There’s not a great deal more to be said that hasn’t been said since about the LA Kings since the second or third week of the season, even as some details change. They’ve lost nine in a row. And though their team game may have been relatively healthy a week or two ago, they lost 6-1 in two of their last three games, scored only one goal in three of four and allowed their 10th power play goal since the losing streak began in Boston on February 9. Their two most significant investments, Drew Doughty and Anze Kopitar, have been on the ice for 19 and 18 goals against in all situations. For the second straight game after Rob Blake placed an onus on the veterans to be “just as competitive” as the younger players, the team was again slower to pucks early, and the Trevor Lewis line was on the ice for 10 of the 21 first period shot attempts, while the combination of Ilya Kovalchuk (1 CF, 11 CA in 8:40 5×5 TOI), Jeff Carter (2 CF, 15 CA) and Tyler Toffoli (3 CF, 16 CA) was ineffective throughout. Sure, they’d emptied the tank in Tampa, and the red-hot Hurricanes, led by Dougie Hamilton and the underrated Jaccob Slavin on Tuesday, are clicking and rejuvenated. But it’s bizarre to think that there are still questions about investment and purpose and drive when they’re looking to end the third-longest losing streak in club history, and that they continue to perform wretchedly in front of Jonathan Quick.

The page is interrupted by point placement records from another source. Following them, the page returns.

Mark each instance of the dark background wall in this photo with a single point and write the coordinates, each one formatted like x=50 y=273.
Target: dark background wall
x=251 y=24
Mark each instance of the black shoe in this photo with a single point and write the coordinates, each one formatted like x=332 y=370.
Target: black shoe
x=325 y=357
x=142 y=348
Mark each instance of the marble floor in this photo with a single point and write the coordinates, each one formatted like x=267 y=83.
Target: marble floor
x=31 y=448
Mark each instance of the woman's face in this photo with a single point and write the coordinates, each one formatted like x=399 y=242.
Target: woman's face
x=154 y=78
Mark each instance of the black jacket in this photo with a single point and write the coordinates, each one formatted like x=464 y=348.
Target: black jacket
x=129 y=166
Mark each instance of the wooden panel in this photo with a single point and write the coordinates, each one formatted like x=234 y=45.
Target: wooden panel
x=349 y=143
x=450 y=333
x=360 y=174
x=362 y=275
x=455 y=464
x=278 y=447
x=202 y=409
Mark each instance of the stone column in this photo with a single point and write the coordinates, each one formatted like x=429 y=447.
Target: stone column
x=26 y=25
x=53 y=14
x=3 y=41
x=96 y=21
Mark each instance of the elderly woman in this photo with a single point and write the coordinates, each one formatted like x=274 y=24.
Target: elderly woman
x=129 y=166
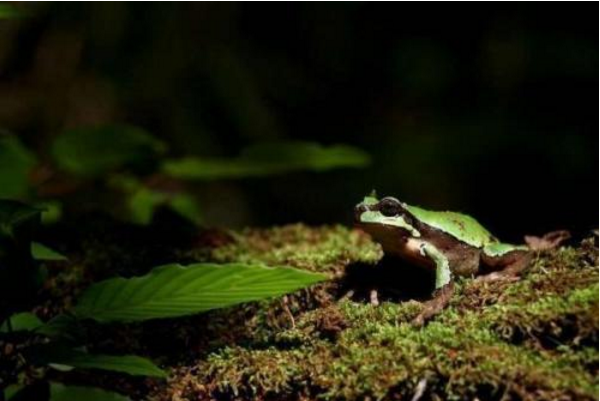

With sincere respect to Willie Desjardins, an NHL, Olympic and World Juniors head coach and a Calder Cup and two-time Ed Chynoweth Cup champion, I’m fine with Quick showing some fire in the absence of the first period challenge on Hamilton’s goal. Nothing else seems to be sparking the team at this point; maybe this demonstrative event provides some kind of twilight rallying cry. The teams’ personnel are not on equal playing fields, but when the 2014-15 team shut Darryl Sutter out of the locker room after a win in Tampa, they went on to win a franchise-record eight in a row. Something like that is fantasy at this point, but perhaps Quick restarted the pistons that allow this club to climb out of the nosedive they’re currently in. My initial reaction upstairs while watching Hamilton’s goal live was that Quick had been interfered with. After viewing the replays, it looked like Dion Phaneuf did help channel Saku Maenalanen into Quick, and that the goal would probably be upheld. But I didn’t think the interpretation would be cut-and-dry, and one never knows with the somewhat subjective and non-linear precedent in the history of goaltender interference verdicts. Desjardins showed good character by acknowledging after the game that he should have challenged the play.
What a gift Don Cherry gave to Carolina by calling them a “bunch of jerks” and denouncing the Storm Surge, catalyzing at the perfect time a young and improving team whose captain, Justin Williams, has transferred his personality into the organizational DNA while creating a savvy and effective marketing campaign. This has resonated among Hurricanes fans, a unique and highly loyal fanbase that might get a few extra chances to tailgate this spring. Last night’s game, a Tuesday night cross-conference non-rivalry match-up, drew a larger crowd than I remember seeing during weekend PNC Arena dates, speaking to the initial success at which the team has capitalized on this opening. By winning a playoff round or two, Bunch of Jerks becomes the Rat Trick or the Rally Monkey, an organic sports talisman whose legacy is built through postseason success. A series between Carolina and Washington or Tampa (RIP, Southeast Division) would provide highly compelling match-ups.